Writing an interesting protagonist – Goals & Motivation

In a character driven story, the protagonist needs a goal to push the story through. There’s something tangible that the character is trying to achieve that either they succeed in the end or they fail, but that goal needs to be established. What that goal is can be literally anything so long as the writer can create an engaging and entertaining story from it. But that goal also requires motivation for the protagonist and their allies to make it worth pursuing. Rarely does a person pursue a goal with no purpose behind it. Often the motivation for achieving said goal is more valuable than the goal itself. But creating the two in tandem is key to creating an exciting and emotionally resonant story.

Mild Spoilers: The Reckoners #1 Steelheart and Magnus Chase and the Gods of Asgard #3 – The Ship of the Dead

The challenge though, for most authors, is making a goal for the protagonists and friends (maybe not friends but allies or a team of sorts) that feels like it’s worth telling a story about. Often to make a goal feel important to the audience is making it something people can understand or relate to. It can be a story of love, vengeance, saving the day, or literally anything so long as the audience can understand and appreciate why someone would go through the effort of achieving that goal. The simple example that most people can understand is the idea of saving the day. If the protagonist doesn’t push forward and try to achieve the goal, a lot of people could die.

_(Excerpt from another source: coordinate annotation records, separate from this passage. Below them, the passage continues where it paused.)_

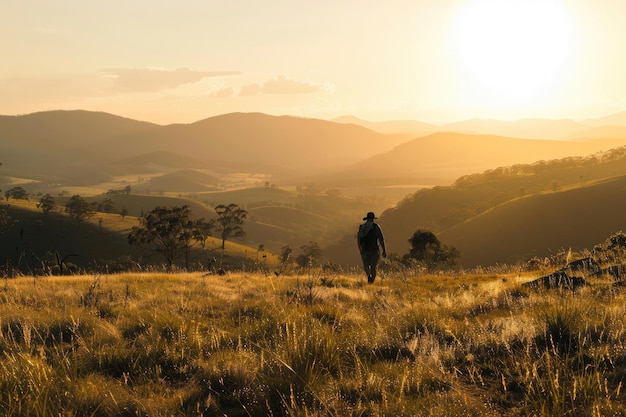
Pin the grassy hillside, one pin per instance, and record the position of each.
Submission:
(34, 243)
(251, 344)
(442, 208)
(276, 218)
(541, 225)
(440, 158)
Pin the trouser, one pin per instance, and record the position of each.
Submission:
(370, 260)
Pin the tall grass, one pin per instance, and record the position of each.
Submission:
(253, 345)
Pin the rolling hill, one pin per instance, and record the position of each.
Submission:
(452, 211)
(440, 158)
(541, 225)
(87, 148)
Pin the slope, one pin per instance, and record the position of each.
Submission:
(541, 225)
(441, 208)
(440, 158)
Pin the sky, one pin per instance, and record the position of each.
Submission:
(435, 61)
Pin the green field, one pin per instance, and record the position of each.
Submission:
(316, 344)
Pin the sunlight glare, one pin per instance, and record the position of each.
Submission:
(512, 48)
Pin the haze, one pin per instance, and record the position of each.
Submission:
(435, 61)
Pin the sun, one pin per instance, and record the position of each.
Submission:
(512, 49)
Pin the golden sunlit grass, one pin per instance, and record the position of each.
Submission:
(310, 345)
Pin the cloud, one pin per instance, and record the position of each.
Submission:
(282, 85)
(147, 80)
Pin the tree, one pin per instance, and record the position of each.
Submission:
(170, 232)
(310, 256)
(78, 208)
(46, 203)
(17, 193)
(429, 251)
(230, 219)
(107, 206)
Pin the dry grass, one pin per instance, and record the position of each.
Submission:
(251, 344)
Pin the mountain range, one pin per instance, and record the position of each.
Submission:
(478, 183)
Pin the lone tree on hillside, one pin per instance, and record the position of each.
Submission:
(170, 232)
(16, 193)
(230, 220)
(46, 203)
(78, 208)
(429, 251)
(310, 256)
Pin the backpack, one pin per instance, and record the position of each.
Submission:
(367, 241)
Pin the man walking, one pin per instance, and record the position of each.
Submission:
(369, 237)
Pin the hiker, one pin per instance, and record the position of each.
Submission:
(368, 239)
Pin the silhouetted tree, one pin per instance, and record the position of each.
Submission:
(230, 220)
(46, 203)
(123, 212)
(169, 232)
(17, 193)
(107, 206)
(429, 251)
(78, 208)
(310, 256)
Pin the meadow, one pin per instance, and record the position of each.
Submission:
(314, 344)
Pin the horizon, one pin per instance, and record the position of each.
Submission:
(332, 119)
(437, 63)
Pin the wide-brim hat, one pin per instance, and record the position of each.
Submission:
(370, 215)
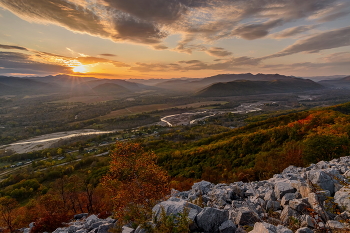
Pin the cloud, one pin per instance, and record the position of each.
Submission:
(12, 47)
(218, 52)
(94, 60)
(334, 12)
(289, 32)
(150, 22)
(315, 43)
(22, 63)
(48, 63)
(218, 64)
(256, 31)
(108, 55)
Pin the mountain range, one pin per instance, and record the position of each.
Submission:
(218, 85)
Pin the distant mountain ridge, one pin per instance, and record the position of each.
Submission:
(190, 85)
(247, 87)
(64, 84)
(110, 88)
(342, 83)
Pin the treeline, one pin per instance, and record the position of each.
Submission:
(258, 150)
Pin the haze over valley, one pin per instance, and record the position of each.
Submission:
(175, 116)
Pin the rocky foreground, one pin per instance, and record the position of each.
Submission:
(302, 200)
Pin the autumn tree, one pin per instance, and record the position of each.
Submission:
(134, 180)
(7, 208)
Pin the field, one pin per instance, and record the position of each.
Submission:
(135, 110)
(154, 107)
(86, 99)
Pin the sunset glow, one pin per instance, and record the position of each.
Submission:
(80, 69)
(173, 39)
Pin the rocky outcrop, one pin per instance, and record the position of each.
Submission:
(302, 198)
(84, 224)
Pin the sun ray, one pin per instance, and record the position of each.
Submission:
(80, 69)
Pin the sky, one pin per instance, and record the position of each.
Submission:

But a goal of saving the world is not enough to quite justify or keep an audience’s interest. It’s a generic goal that serves as something to work towards but not quite a reason to drive a character towards that goal. That’s where motivation to achieve that goal is vital. Motivation is a very emotional concept often incorrectly assumed to be the same as discipline. Motivation can be fleeting but often it comes from inspiration or some emotional response to the situation. Saving the world, for instance, is a generic goal that is easy to understand but not necessarily really feel attached to. Now if the protagonist is saving the world to protect their family, their love interest, their friends or something they really care about, the audience will often feel the tension when the protagonist struggles towards that goal. If the protagonist fails, the people they care about could die and that is far more emotionally resonant than just the broad and general concept of the world.

Having a strong motivation can justify the character’s growth and background when it’s directly connected to the goal of the story. A really good example of this is David Charleston from The Reckoners #1: Steelheart. His ultimate goal is to kill Steelheart because Steelheart killed his father. It’s a very simple goal but the motivation is so emotionally charged for how his father was murdered and the context around it. That sole moment served as David’s motivation to struggle and push against what his world had become. It’s what drives him to learn so much about Epics, how they work, observing their weaknesses, and what their powers can do. Because of all the work and effort David has put into his goal, because of how emotionally connected he is to his motivation for vengeance, it’s easier for the audience to be invested in his story. We want to see him succeed and the tension whenever he could fail is far more palpable because of that.

But not only does motivation give reason and excitement to see a protagonist to work towards accomplishing their goal, it also serves to justify why the protagonist IS the protagonist. The motivation towards the goal of the story has to be something emotionally connecting the protagonist to the core of the story, otherwise it can feel a bit lost and unengaging. Magnus Chase in the third book Magnus Chase and The Gods of Asgard #3 – The Ship of The Dead is an example of a protagonist not feeling connected to the conflict. The goal is simple, to stop Loki, but the motivation never really felt separate from that goal. There are several times where Magnus talks about what could be lost if Loki wins but it comes off more as factual rather than something he cares about on a very deep and emotional level. This is despite the fact that Loki was involved in killing Magnus’ mother and effectively ruining his life. It’s a simple motivation however it’s never used as motivation to push the story forward. The story feels more like it’s moving for the sake of the plot as opposed to the protagonist.

Goals and motivations need to be carefully crafted as their central to both the protagonist and the main plot of the story. There’s a reason why stories feel so emotionally impactful, a reason why we root for our heroes to accomplish their goals. That core motivation that drives the story forward comes from the characters and makes it far more relatable to the average member of the audience. We all have goals we want to achieve and often we all struggle to work towards them. Seeing characters struggle and work towards their desires can be inspiring and, I believe, that’s the best purpose a story can achieve.